9 comments on “The badger rampant

  1. frasersherman says:

    Have you ever read Gladwell’s Outliers? One of his points about success is that while you may need a basic level of talent, if you’ve got that, you may do just as well as someone who has much more, depending on push and luck.

  2. Laiima says:

    I was on vacation for a week, and am only now catching up with Slacktiverse threads that I missed.

    Will, this post is wonderful! I’ve always thought I was more Ravenclaw than anything else, but your post shows me that I’m Hufflepuff instead (despite how I just don’t relate to Granny Weatherwax). I do take after my own grandmother, though, who was quite pragmatic. I love philosophy, but I love even more what you can do with it.

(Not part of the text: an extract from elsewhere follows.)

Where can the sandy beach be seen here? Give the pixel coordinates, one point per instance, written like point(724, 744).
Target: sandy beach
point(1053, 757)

    Btw, I’ve always heard it’s 100,000 pages of junk we (writers) have inside that we need to get past. Which caused me to actually try to estimate how many words I’ve written in my life, to see if maybe I’m in on the good stuff yet. :-/ How is that for ridiculous?

  3. Sixwing says:

    This is a wonderful post. I like badgers quite a bit, myself.*s*
    I think I’ll forward it to my Mom – she likes Hufflepuff, too.

  4. storiteller says:

    I was just thinking of Malcolm Gladwell’s Outliers, even though I haven’t read it yet. It’s on the long, long list.

    In terms of the hard work vs. talent spectrum, I’ve always been on the opposite end. Not that I totally lack talent, but I had a tendency in high school to pick things that I was not naturally gifted at (or even negatively talented). Namely, music and sports. I’d work my ass off just to keep up, but I did because I enjoyed it. In fact, I still have that attitude towards most things. My greatest pride in my career and volunteering is how hard I work to do it well, even though I am using my natural giftings.

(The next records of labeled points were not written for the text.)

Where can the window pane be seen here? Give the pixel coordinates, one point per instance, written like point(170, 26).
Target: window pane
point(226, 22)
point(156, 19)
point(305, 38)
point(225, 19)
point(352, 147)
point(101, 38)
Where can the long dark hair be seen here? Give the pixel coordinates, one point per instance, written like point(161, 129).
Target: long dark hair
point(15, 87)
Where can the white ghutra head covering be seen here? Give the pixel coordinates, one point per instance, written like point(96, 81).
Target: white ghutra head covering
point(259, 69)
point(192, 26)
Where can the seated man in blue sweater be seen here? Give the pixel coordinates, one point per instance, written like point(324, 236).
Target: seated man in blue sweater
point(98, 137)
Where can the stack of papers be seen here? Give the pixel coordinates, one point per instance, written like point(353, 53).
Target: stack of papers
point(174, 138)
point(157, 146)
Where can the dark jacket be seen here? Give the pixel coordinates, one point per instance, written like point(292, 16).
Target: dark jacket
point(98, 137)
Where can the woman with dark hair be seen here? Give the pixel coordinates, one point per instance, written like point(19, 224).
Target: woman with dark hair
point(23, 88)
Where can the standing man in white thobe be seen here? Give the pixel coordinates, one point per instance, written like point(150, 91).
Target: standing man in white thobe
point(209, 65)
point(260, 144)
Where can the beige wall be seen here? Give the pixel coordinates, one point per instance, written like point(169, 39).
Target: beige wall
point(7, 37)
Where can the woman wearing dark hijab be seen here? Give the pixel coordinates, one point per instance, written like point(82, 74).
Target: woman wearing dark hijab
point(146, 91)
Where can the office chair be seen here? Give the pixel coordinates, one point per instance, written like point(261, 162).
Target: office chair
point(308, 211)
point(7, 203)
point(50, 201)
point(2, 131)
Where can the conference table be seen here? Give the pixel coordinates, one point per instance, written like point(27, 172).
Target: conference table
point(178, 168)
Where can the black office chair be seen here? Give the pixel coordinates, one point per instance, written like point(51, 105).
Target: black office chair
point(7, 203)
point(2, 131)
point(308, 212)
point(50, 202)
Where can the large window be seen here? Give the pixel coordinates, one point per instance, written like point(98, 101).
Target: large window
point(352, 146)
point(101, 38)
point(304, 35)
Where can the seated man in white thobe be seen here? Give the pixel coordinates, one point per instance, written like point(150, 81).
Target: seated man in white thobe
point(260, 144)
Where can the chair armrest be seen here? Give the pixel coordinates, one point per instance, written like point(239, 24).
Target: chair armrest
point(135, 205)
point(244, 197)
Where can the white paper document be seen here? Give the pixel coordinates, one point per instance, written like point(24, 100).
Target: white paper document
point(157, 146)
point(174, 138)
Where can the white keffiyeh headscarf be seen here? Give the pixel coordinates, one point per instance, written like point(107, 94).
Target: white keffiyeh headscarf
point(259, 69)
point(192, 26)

    Just a warning though – this attitude can totally backfire if you take it too far. I’m the sort of person who wants to do All The Things and Do Them Well, and there’s just not enough hours in the day. It’s easy to exhaust yourself.

  5. Fireflies says:

    Part of the song from the Order of the Phoenix:
    A House in which they might
    Take only those they wanted, so,
    For instance, Slytherin
    Took only pure-blood wizards
    Of great cunning, just like him,
    And only those of sharpest mind
    Were taught by Ravenclaw
    While the bravest and the boldest
    Went to daring Gryffindor,
    Good Hufflepuff, she took the rest,
    And taught them all she knew,

    Hufflepuff is the “all the rest” house. And from a song you’ve already quoted, the house also had a virtue it valued most – hard work. Now, I don’t think Rowling was particularly consistent here (unless we can guarantee that a person will at least be or value being at least one of brave, smart, sly, hardworking), but Hufflepuff isn’t presented in the books as you’ve presented it here.

    Having your own spin on a story and using that spin in your own imagination is fine – it’s what good stories should do! But if you’re arguing with fans about canon, this argument doesn’t hold weight.

  6. Will Wildman says:

    I think you’re not following things quite to their logical conclusion, Fireflies. It does say Hufflepuff “took the rest”, but “the rest” in this case consists of the students who did not fit with the other houses, and she judged them based on the effort they put into it. In what way does that not exactly match what I’ve described in the main post? What do you think I’ve argued Hufflepuff was or should have been doing that she didn’t?

  7. […] my head, I’d go into Ravenclaw. I like books and learning and intellectual challenges. But if the theory in this post is right, and the Sorting Hat looks not to your own personality traits, but how you value those […]

  8. kristycat says:

    Psst – can I use this in my class? It actually ties in perfectly with our Unit 1 theme! (And I know I’ve got at least one kid who hasn’t read a book in years but loved HP)

  9. Will Wildman says:

    Absolutely! I have no idea how this could be directly applicable to a classroom setting but I 100% support indoctrinating children with my beliefs.